Saturday, February 21, 2009

I'm still working on CRAPSTOWN, another level of revision, going now line by line to clean the thing up. To do this I always print the thing out and, using an envelope to keep my place, go down the page, line by line, as slowly as I can. I want to ask questions about every sentence, every clause, and every word. If I see something I can cut I get all excite, but that's just me.

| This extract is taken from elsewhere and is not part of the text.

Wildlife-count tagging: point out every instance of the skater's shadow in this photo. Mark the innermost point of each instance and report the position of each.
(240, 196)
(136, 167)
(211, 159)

But every once in awhile I get to a paragraph that needs a little more. I was working on a paragraph about a basement prison in the courthouse. It's just a setting-the-scene thing and usually I like to keep that type of thing as short as possible. The paragraph I wrote was pretty good, it dealt with the daily cycle of the cells, bringing the prisoners in, the prisoners going wild, and then bringing them out again before the place gets scrubbed clean with the ammonia. But the pacing wasn't quite right. It reached the peak of activity and then just started closing down. It needed something in the middle, something togive the peak some emphasis and to indicate its duration. Nothing specific, just a rhythm thing. So I worked on a line. I thought I would write something like, "To call it a zoo is to give zoos a bad name." Not bad, but it didn't quite get there. So I tried to give a quick name to the activity, was it chaos, disorder, some brutal dance, bedlam, what?

And the word bedlam stuck, because of where it came from. Bedlam, of course, was the nickname of the insane asylum in London, which is a better analogy, I think, than a zoo. So I worked it a bit and I came up with:

"To call it bedlam was an insult to Bedlam."

It's a throwaway line, put in simply to improve the pacing of a rather inconsequential paragraph that no one will remember, but I think it adds something and was worth the effort. It isn't always. I've spent plenty of time on paragraphs that at the end just sucked and had to be cut. But the effect a book has on a reader is often a sum of all these things. Just read Wilde. Everyone remembers the story of Dorian Gray, they even made a rather anemic movie of it, but it is the aphorisms, thrown out one after the other like petals from a rose, that make the book.

Sometimes the throwaway lines take the most work and have the most lasting effect.